Small study in Cleveland finds LASIK effectively reduces high myopia
CLEVELAND--Laser in situ keratomileusis (LASIK) was found to be a safe, effective procedure with good predictability and visual outcome in a recent study of 30 patients followed by three comanaging ODs in the Cleveland area.
All preoperative and postoperative care was provided by Jeffrey J. Augustine, OD; Robert Bevington, OD; David Gale, OD; and Karen B. Murray, OD. The initial surgery was performed by Jeffrey J. Machat, MD, chief surgeon, TLC The Laser Center, Windsor, Canada.
Of the 30 subjects evaluated (13 males and 17 females), two were optometrists. The mean preoperative spherical equivalent was -8 D with a range of -4.62 D to -13.87 D. The average preoperative cylinder was -2.20 with a range between -0.25 DC and -3.25 DC.
Mean follow-up postoperative care was three months, at which time a mean spherical equivalent was equal to -.75 D, with a range of +1 D to -4 D. Subsequent enhancements are pending on three patients. The average postoperative cylinder was -.44 DC with a range of -.25 DC to -1.75 DC.
Postoperatively, 83.3% of patients had an uncorrected visual acuity of 20/40 or better, 37.5% had a visual acuity of 20/25 or better, and myopia was reduced in 100% of patients.
Old procedure revised
LASIK combines a 30-year-old, established lamellar keratectomy with the precision of photoablating excimer laser. LASIK is considered especially effective in cases of high myopia and astigmatism, where other refractive surgical procedures fall short or are accompanied by longer visual rehabilitation.

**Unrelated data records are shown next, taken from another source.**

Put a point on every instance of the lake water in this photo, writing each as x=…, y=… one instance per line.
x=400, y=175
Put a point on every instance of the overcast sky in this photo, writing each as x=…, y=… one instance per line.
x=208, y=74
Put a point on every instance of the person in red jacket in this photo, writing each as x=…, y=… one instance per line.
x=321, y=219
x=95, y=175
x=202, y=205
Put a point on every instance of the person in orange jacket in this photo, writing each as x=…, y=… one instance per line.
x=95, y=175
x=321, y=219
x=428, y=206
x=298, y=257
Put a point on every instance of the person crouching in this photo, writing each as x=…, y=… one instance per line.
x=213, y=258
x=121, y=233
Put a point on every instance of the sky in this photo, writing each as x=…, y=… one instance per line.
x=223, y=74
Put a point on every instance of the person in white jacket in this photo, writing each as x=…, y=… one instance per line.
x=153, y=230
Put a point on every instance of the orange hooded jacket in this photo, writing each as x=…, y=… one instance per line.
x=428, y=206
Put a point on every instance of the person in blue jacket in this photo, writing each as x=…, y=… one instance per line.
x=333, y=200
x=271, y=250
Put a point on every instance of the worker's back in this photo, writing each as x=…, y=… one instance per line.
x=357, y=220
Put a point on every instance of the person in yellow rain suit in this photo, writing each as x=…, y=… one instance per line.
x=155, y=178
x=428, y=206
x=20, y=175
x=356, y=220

The surgeon creates a corneal cap with a hinge using the automated microkeratome. The microkeratome travels approximately 80% of the way across the cornea at 160 microns in depth, creating a 9 mm cap attached by a hinge. This provides for a smooth stromal bed for ablation. After myopic photoabalation, the interface is cleaned and dried and the final step is to reposition the corneal lamellar flap. The corneal epithelium is preserved to provide a dramatic and rapid visual recovery and Bowman's layer is preserved to provide long-term corneal integrity.
Postoperatively, the patient is placed on Tobradex (tobramycin 0.3% and dexamethasone 0.1%, Alcon), one drop four times daily for one week, Voltaren (diclofenac sodium 0.1%, CIBA), one drop four times daily for two days and told to wear an eye shield during sleep for one week.
Follow-up care
The patient is examined on day one for evaluation of visual acuity and slit lamp examination to assess the corneal healing and to detect any non-pre-existing unintentional lesions.
Subjectively, the patients generally have little pain, but do complain of a mild foreign body sensation. Subconjunctival hemorrhages are common due to the microkeratome suction apparatus.
When examining the cornea, the cap edge needs to be evaluated for edge lift. The slit lamp beam should be set with optics and illumination parallel, with swinging slit apparatus at 45 degrees and the patient's head turned 45 degrees to properly assess the interface and stromal edema.
At week three, the cap and hinge should be examined, and any epithelial nests, lint or debris on the interface should be documented. Day one evaluations should also be repeated.
Serious complications are rare
Potential LASIK complications include ocular perforation. If the 160 micron plate is not inserted into the microkeratome properly, perforation can occur during cap formation as the microkeratome immediately cuts at 900 microns. In perforation cases, the surgeon will abort the case, repair the cornea and lens, which usually pops out of the eye since the intraocular pressure is at 65 mm Hg. Risk of blindness, overall, is about 1:1 million chances. Other less serious complications are epithelial interface nests which appear as gray haze growing under the cap edge, partial or total disc detachment and stromal haze.
At this early stage, LASIK appears to effectively reduce moderate to high myopia and expands the range of surgical correctable ametropia beyond that of incisional keratotomy and surface ablation excimer alone. Serious complications can occur but are rare.
A better understanding of fluid dynamics, wound healing and a refinement in instrumentation will clearly allow for more reproducibility and precision. It is also imperative that the comanaging optometrist have formal didactic and clinical training on all refractive surgery modalities and an understanding of refractive surgical corneal healing management.